At this point most women have heard of HPV, or human papillomavirus, but need guidance in understanding how it applies to their individual gynecologic care. Confusion abounds regarding how frequently Pap smear testing should be done, partly because as new information becomes available, protocols for testing are rapidly evolving. In addition, many women equate their yearly exam with the Pap test, but even if Pap and/or HPV testing is not needed every year, an annual visit and exam is still recommended for other preventive care: breast and colon cancer screening, birth control, STD screening, to name just a few, and many women benefit from getting their questions answered and their health concerns addressed.
As far as the Pap smear itself, in a nutshell, currently the recommendations are to start Pap smears at age 21. For sexually active women under 21, we recommend yearly and as needed screening for sexually transmitted infections, which are common in the younger age groups. Women between 21 and 30 need a Pap smear every three years. If their Pap smear is abnormal, then HPV testing will also be done on the sample. For women over 30, testing with both Pap and HPV should be done; if both are negative, co-testing with both Pap and HPV can safely be repeated in three years in most cases.
There is a lot to talk about here, but to begin to understand what HPV means to you, we need to get back to some of the basics about Pap smears. Pap smears were developed many decades ago as a screening test for cervical cancer. Unfortunately they don't detect other types of gyn cancer such as ovarian or endometrial cancer, but they have drastically reduced deaths from cervical cancer in parts of the world such as the United States were women are able to be screened regularly. The wonderful thing about the cervix is that we can actually see it, so we can detect cancer before it becomes advanced, unlike ovarian cancer, for instance, which remains hidden. In fact, the Pap smear is meant to detect precancerous changes, or dysplasia, so they can be treated before they even turn into cancer, similar to treatment of a superficial skin cancer before it invades under the surface.
With that being said, the Pap smear is only a screening test. It is a scraping of surface cells from the cervix, not a true biopsy, so it can sometimes miss things and it is not exact. If the Pap smear detects abnormal cells, we have to do actual small tissue biopsies of the cervix with a procedure called colposcopy to get the real story. Though Pap smears have improved somewhat over the years, they still have a very high false negative rate, which means they can miss things – as often as 30 or 40 percent of the time. Traditionally this is the main reason that we did the Pap smear every year. Cervical dysplasia does not grow very quickly, but doing the test every year helps to eliminate the problem of false negatives; in other words, if we miss it this year, we will probably catch it next year.
Enter HPV virus. We have known for at least 30 years that almost all cervical cancers are caused by the human papilloma virus, which is sexually transmitted but very common. (At least 50 percent of asymptomatic men are carrying and HPV virus.) So while Pap smears collect actual cervical cells to see if they are starting to look cancerous under the microscope, now we also have a test to detect the HPV virus. Some studies even show that testing for HPV alone may be more accurate than the Pap smear, but current recommendations revolve around some combination of these two tests.
Scientific knowledge about the HPV virus has grown exponentially in recent years. We now know that there are over 100 different types of the virus. Some of these types are associated with the development of cervical cancer and some are not. Currently when we do an HPV test, we are only testing for this group of the high-risk types of virus. In addition, we also now know that about 70% of cervical cancers are associated with just two types of the virus, types 16 and 18, and just in the past year we now have the ability to detect whether you have one of these very high risk types.

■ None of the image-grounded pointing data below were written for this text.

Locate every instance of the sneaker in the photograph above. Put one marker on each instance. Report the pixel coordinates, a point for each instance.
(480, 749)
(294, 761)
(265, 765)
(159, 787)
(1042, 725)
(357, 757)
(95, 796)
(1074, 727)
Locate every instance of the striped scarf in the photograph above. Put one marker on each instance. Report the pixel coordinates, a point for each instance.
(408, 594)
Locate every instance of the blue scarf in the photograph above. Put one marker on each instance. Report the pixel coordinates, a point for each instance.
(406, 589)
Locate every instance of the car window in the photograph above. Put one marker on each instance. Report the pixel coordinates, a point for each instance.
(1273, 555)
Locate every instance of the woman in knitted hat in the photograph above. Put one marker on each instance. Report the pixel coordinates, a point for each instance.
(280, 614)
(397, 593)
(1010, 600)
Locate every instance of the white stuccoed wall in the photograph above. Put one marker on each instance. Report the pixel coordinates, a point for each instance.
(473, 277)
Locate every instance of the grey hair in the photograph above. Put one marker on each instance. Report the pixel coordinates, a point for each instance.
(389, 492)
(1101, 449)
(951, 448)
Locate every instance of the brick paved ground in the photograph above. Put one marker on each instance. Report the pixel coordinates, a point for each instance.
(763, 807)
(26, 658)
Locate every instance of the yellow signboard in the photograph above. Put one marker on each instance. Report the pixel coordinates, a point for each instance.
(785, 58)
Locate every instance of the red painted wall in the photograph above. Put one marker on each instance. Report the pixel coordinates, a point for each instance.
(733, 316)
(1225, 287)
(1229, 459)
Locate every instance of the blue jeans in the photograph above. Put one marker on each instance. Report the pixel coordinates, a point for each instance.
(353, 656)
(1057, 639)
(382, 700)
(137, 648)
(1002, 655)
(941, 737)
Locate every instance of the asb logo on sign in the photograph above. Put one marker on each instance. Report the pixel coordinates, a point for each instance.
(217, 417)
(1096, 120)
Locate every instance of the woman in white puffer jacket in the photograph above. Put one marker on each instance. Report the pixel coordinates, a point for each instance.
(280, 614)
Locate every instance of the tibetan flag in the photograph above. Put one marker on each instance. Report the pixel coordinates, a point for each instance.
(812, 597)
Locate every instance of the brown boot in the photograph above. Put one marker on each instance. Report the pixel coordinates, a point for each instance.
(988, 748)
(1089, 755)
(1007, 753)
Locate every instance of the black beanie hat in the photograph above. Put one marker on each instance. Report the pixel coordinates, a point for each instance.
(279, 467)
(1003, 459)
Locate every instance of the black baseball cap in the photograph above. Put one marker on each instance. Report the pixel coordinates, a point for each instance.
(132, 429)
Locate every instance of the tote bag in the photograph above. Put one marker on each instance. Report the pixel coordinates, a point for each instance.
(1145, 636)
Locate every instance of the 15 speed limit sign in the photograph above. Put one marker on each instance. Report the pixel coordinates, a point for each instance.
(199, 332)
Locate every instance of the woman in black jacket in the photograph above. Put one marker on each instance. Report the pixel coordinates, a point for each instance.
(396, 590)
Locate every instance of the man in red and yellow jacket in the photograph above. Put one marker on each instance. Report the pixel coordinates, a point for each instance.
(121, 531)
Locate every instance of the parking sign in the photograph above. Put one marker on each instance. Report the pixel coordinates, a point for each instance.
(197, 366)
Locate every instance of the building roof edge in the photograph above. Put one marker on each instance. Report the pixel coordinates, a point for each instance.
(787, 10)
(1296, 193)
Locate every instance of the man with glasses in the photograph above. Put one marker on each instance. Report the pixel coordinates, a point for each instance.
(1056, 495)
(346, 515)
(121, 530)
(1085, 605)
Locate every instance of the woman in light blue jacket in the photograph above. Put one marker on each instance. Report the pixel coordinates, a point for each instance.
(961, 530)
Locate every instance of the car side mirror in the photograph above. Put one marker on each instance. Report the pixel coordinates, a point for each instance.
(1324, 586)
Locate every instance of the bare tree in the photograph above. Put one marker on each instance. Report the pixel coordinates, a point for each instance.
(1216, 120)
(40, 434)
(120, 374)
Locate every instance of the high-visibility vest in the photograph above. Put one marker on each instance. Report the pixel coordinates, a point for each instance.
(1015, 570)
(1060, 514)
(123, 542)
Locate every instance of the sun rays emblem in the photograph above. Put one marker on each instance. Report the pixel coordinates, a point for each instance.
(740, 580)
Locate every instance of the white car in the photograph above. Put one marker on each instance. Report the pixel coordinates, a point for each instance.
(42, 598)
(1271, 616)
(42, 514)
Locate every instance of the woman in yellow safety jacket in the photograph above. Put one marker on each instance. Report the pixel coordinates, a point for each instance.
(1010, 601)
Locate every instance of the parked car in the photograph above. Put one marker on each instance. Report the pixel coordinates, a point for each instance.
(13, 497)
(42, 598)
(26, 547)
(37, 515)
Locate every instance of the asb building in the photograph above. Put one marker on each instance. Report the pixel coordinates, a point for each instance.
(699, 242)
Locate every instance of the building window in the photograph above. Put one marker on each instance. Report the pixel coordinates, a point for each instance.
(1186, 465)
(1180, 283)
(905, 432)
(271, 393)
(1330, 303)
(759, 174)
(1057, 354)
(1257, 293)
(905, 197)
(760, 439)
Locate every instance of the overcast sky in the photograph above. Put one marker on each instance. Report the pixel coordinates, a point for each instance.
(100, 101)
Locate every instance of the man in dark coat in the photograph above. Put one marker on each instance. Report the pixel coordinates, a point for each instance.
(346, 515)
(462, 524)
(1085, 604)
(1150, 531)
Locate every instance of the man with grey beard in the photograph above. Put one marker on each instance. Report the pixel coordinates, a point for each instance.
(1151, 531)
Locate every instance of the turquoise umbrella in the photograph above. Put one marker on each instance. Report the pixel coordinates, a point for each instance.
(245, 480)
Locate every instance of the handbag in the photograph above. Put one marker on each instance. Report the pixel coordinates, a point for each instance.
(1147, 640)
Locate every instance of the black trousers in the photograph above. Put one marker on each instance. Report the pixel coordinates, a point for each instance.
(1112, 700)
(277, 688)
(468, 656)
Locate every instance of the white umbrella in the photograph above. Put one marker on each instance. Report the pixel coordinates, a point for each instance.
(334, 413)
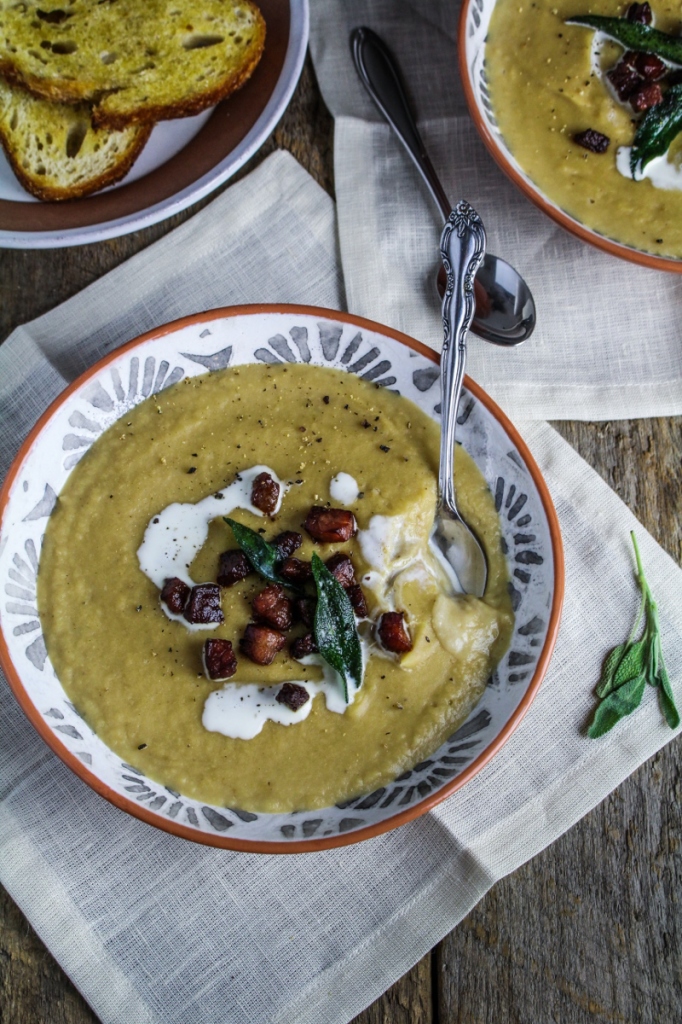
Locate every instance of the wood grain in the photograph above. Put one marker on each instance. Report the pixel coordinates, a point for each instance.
(587, 932)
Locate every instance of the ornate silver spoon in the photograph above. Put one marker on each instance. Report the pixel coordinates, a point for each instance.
(505, 311)
(462, 250)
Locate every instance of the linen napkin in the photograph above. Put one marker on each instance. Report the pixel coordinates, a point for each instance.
(155, 930)
(608, 341)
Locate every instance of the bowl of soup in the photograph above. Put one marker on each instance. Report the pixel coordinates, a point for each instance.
(559, 105)
(181, 536)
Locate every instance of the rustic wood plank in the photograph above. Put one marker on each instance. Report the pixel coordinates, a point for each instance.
(33, 987)
(410, 1000)
(589, 931)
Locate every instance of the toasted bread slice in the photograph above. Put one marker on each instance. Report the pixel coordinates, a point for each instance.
(54, 151)
(137, 60)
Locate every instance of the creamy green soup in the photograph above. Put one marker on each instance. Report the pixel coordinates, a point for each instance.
(137, 677)
(545, 89)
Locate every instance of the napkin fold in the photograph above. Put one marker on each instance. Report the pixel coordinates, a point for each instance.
(608, 341)
(156, 930)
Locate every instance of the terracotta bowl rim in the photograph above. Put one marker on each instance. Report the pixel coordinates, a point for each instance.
(429, 802)
(533, 192)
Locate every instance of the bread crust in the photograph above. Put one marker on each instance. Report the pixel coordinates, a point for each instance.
(72, 91)
(185, 109)
(53, 194)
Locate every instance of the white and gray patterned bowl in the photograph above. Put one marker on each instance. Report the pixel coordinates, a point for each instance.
(474, 20)
(274, 334)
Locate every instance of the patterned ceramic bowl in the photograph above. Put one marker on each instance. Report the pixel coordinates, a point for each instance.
(474, 20)
(274, 334)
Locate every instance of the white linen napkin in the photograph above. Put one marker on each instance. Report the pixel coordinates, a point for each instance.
(608, 341)
(156, 930)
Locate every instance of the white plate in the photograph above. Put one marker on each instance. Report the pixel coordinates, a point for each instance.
(167, 140)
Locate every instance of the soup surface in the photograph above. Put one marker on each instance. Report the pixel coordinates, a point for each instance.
(137, 677)
(547, 84)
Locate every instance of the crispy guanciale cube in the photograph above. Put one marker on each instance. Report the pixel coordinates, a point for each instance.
(331, 525)
(649, 67)
(342, 569)
(293, 695)
(358, 600)
(174, 594)
(302, 646)
(646, 97)
(287, 544)
(233, 566)
(625, 78)
(204, 604)
(265, 494)
(592, 140)
(219, 659)
(640, 13)
(295, 570)
(273, 607)
(261, 644)
(304, 609)
(393, 633)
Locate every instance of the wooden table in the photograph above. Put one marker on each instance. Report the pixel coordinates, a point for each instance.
(591, 929)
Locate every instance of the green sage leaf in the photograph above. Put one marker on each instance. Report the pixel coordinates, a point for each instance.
(335, 630)
(633, 36)
(263, 556)
(656, 130)
(631, 666)
(611, 663)
(634, 664)
(666, 697)
(616, 706)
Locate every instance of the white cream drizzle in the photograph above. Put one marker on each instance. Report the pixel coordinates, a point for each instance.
(172, 540)
(662, 172)
(390, 550)
(241, 710)
(343, 487)
(176, 535)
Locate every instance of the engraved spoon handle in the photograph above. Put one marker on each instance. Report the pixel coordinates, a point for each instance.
(462, 251)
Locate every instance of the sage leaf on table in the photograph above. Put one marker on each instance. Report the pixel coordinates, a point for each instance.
(335, 630)
(263, 556)
(631, 666)
(641, 38)
(656, 130)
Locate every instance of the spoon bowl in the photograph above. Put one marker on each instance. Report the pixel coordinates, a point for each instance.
(505, 311)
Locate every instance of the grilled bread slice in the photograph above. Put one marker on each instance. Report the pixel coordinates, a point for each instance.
(136, 60)
(54, 151)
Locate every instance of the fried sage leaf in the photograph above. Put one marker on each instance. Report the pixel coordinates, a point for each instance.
(656, 130)
(631, 666)
(263, 556)
(619, 704)
(641, 38)
(335, 630)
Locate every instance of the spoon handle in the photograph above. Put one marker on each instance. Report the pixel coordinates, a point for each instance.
(462, 251)
(381, 78)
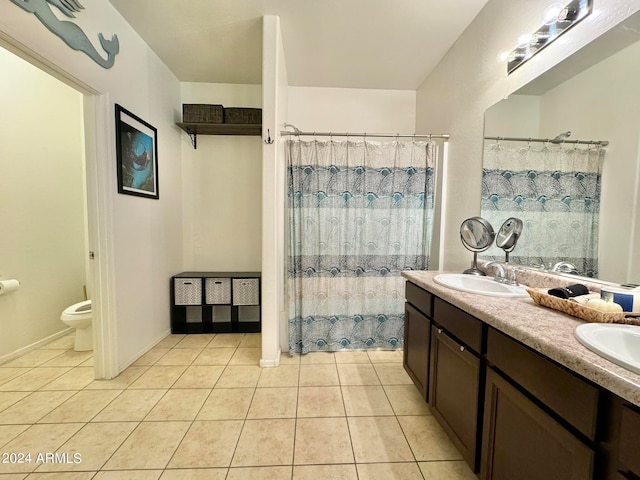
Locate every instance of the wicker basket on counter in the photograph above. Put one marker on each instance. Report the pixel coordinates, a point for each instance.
(541, 297)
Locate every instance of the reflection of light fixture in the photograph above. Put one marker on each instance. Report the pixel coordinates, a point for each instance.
(557, 19)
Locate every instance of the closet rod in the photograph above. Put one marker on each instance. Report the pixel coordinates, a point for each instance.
(602, 143)
(347, 134)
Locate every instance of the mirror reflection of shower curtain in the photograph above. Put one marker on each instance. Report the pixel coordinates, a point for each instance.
(359, 214)
(555, 191)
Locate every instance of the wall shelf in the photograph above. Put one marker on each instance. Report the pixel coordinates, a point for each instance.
(195, 129)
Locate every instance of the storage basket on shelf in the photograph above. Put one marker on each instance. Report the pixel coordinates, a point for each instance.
(246, 291)
(217, 291)
(187, 291)
(243, 115)
(202, 113)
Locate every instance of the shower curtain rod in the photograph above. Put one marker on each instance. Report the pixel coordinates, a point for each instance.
(299, 133)
(602, 143)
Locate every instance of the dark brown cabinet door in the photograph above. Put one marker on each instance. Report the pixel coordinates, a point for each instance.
(522, 442)
(416, 347)
(454, 392)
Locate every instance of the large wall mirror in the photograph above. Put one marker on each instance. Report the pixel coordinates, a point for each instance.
(595, 95)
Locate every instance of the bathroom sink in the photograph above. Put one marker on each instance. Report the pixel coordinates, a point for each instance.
(481, 285)
(617, 343)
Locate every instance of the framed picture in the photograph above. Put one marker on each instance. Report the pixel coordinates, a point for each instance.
(137, 155)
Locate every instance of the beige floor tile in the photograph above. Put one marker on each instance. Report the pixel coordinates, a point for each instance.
(69, 358)
(179, 404)
(34, 379)
(320, 402)
(391, 471)
(317, 358)
(246, 356)
(195, 474)
(207, 444)
(199, 376)
(352, 356)
(129, 475)
(130, 406)
(170, 341)
(226, 340)
(75, 379)
(159, 376)
(179, 356)
(286, 359)
(9, 398)
(136, 451)
(325, 472)
(282, 376)
(357, 374)
(260, 473)
(7, 373)
(60, 476)
(322, 441)
(9, 432)
(32, 408)
(239, 376)
(365, 401)
(38, 439)
(124, 380)
(265, 442)
(251, 340)
(457, 470)
(318, 375)
(195, 341)
(427, 439)
(93, 444)
(378, 439)
(227, 404)
(215, 356)
(151, 357)
(34, 358)
(406, 400)
(274, 403)
(392, 374)
(385, 356)
(82, 407)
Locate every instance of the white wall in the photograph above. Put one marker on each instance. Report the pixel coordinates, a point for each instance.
(146, 247)
(41, 202)
(222, 188)
(469, 79)
(352, 110)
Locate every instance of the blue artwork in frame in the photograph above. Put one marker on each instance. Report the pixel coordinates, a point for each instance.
(137, 155)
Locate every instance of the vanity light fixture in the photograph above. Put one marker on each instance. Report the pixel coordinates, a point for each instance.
(557, 19)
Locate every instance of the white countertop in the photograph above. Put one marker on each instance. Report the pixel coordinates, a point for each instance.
(545, 330)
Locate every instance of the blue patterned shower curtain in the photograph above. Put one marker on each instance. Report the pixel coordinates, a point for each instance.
(359, 214)
(555, 191)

Most women have been exposed to some HPV viruses. While there is no cure for the virus, most of the time your immune system is able to clear the virus from your system within 2-3 years so that it is no longer detectable. It is only those women who aren’t able to clear it and who continue to have persistent high-risk virus in their system that are at risk for cervical cancer down the road. So it is generally those women with persistent high risk HPV, and particularly types 16 and 18, that are most at risk for eventually developing cervical cancer.
While there is more to talk about here, such as the HPV vaccine, this is getting long and will have to be continued next time. While current recommendations revolve around co-testing every three years for unaffected women, your individual screening plan depends on your personal history and risks and should be discussed with your provider. Regardless of Pap smear and HPV testing, women of all ages benefit from a yearly visit with a women’s health provider, and the new Health Act provides payment for this preventive visit without co-pay or deductible. “An ounce of prevention is worth a pound of cure.”